3

I have a data frame with n number of columns and I want to replace empty strings in all these columns with nulls.

I tried using

val ReadDf = rawDF.na.replace("columnA", Map( "" -> null));

and

val ReadDf = rawDF.withColumn("columnA", if($"columnA"=="") lit(null) else $"columnA" );

Both of them didn't work.

Any leads would be highly appreciated. Thanks.

Vinay Kumar
  • 1,664
  • 2
  • 15
  • 19
  • 1
    There is many errors here and it's not just related to replacing an empty string with null but also the jdbc error and as a matter of fact, that second error can't be resolved with the current description and information because it cannot be reproduced. Please review your question as it is subject of being closed ! – eliasah May 22 '17 at 07:40
  • One thing I don't understand is, How is [this][1] relevant to the question I asked. It talks about an array of strings in MYSQL and my question was about replacing empty strings with nulls in the data frame. Can someone enlighten me? – Vinay Kumar May 23 '17 at 11:57
  • Here it is. I haven't voted for this question to be closed as a duplicated but as I said in the comment earlier, you have 2 differents errors and the latest error message is related to the question mentioned by the voters. – eliasah May 23 '17 at 12:01
  • 1
    @eliasah I was not referring to you. I am very sorry that I didn't address the persons. Let me see if I can edit the comment and add them. – Vinay Kumar May 23 '17 at 12:28
  • I know you are not. That's not a problem. – eliasah May 23 '17 at 12:34
  • https://stackoverflow.com/users/6910411/user6910411, https://stackoverflow.com/users/4993128/jwvh, https://stackoverflow.com/users/704848/edchum Can you guys explain how this question is duplicate of https://stackoverflow.com/questions/17371639/how-to-store-arrays-in-mysql? If this is a mistake, please remove it. Its quiet misleading – Vinay Kumar Aug 16 '18 at 08:01
  • 1
    I'm not sure why this was closed as a duplicate of an SQL question, but this has been reopened. – cs95 Sep 12 '18 at 23:50

1 Answers1

6

Your first approach seams to fail due to a bug that prevents replace from being able to replace values with nulls, see here.

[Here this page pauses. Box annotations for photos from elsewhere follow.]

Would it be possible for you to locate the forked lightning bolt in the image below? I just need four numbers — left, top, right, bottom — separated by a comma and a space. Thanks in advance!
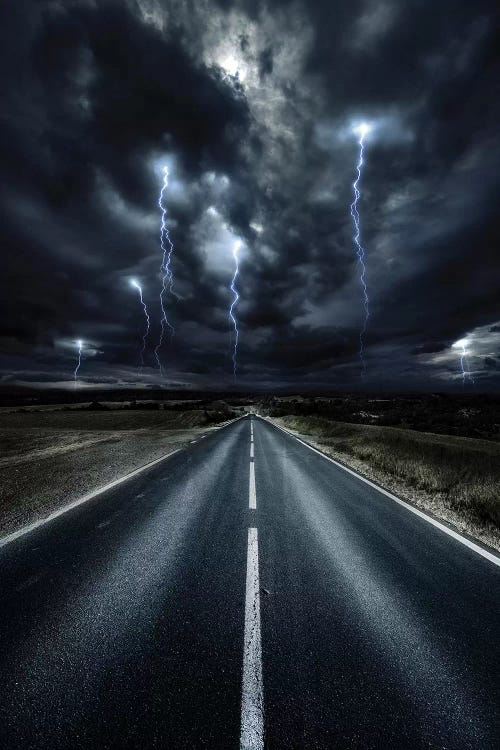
351, 123, 371, 372
130, 279, 149, 368
73, 339, 83, 388
229, 240, 241, 377
453, 339, 474, 385
155, 167, 179, 373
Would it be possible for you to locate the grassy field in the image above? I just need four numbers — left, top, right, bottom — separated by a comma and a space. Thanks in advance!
279, 415, 500, 546
0, 408, 234, 534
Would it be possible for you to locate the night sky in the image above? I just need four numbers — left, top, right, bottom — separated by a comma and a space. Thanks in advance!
0, 0, 500, 392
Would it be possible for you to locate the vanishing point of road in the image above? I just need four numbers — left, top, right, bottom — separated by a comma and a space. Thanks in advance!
0, 417, 500, 750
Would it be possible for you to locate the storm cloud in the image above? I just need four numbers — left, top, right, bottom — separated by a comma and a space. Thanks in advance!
0, 0, 500, 390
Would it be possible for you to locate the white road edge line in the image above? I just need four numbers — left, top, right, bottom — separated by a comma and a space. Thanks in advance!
0, 417, 243, 548
266, 417, 500, 567
248, 461, 257, 510
240, 528, 264, 750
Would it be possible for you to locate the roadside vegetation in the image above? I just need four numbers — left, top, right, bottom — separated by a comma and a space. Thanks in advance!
278, 415, 500, 544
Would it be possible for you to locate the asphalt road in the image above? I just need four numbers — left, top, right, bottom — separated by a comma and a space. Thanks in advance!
0, 418, 500, 750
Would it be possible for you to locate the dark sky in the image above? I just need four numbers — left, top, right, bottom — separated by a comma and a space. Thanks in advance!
0, 0, 500, 390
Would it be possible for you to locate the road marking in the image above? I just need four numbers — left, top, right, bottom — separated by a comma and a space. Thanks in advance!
248, 461, 257, 510
0, 417, 242, 547
240, 528, 264, 750
266, 417, 500, 567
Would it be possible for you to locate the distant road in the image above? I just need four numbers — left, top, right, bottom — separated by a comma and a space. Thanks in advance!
0, 417, 500, 750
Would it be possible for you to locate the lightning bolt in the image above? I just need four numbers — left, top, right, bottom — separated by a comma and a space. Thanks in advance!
130, 279, 149, 369
229, 240, 241, 377
351, 123, 371, 373
73, 339, 83, 388
155, 167, 179, 375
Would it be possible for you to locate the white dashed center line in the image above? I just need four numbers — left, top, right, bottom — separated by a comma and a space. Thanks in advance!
240, 528, 264, 750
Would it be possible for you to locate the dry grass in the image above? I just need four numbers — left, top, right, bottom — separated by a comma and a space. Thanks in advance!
281, 416, 500, 531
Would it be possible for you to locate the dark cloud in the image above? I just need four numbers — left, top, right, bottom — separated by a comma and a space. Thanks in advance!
0, 0, 500, 390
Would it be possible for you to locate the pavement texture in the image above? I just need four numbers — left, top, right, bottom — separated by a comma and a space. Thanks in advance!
0, 418, 500, 750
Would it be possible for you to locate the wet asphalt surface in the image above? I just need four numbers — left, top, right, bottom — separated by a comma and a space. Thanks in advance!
0, 418, 500, 750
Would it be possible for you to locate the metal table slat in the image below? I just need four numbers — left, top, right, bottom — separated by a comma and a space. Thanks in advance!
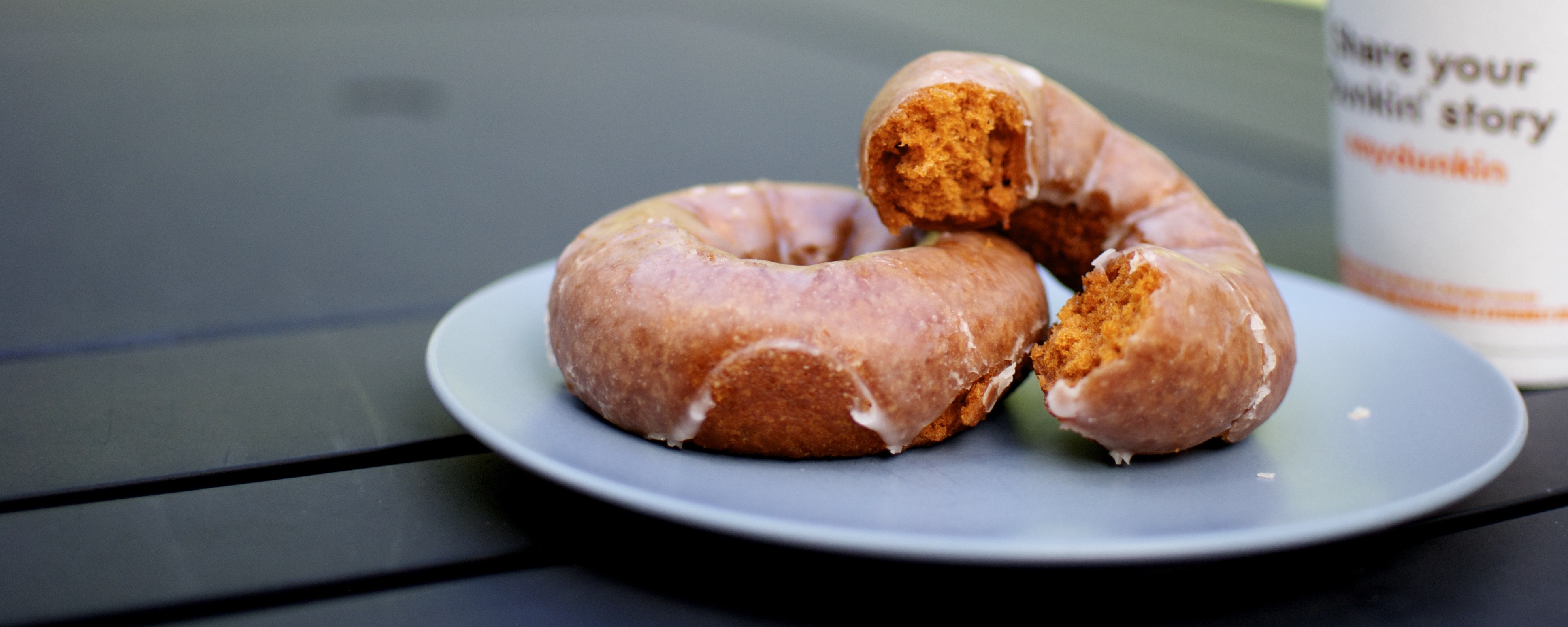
168, 498, 1568, 627
0, 318, 462, 499
0, 454, 533, 624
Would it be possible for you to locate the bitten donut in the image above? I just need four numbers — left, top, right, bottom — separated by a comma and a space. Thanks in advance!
859, 52, 1295, 463
549, 182, 1049, 458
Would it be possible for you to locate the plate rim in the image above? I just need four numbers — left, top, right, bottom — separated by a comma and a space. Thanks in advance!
425, 260, 1529, 566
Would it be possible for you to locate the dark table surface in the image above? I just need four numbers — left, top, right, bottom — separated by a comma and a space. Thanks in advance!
0, 0, 1568, 625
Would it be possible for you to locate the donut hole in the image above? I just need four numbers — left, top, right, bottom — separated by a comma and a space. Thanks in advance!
867, 83, 1029, 230
673, 180, 914, 265
1032, 256, 1162, 389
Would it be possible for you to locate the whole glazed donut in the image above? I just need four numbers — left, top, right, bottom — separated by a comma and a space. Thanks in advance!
859, 52, 1295, 464
549, 182, 1049, 458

Your second approach fails because you're confusing driver-side Scala code for executor-side Dataframe instructions: your if-else expression would be evaluated once on the driver (and not per record); You'd want to replace it with a call to when function; Moreover, to compare a column's value you need to use the === operator, and not Scala's == which just compares the driver-side Column object:

import org.apache.spark.sql.functions._

rawDF.withColumn("columnA", when($"columnA" === "", lit(null)).otherwise($"columnA"))
Tzach Zohar
  • 37,442
  • 3
  • 79
  • 85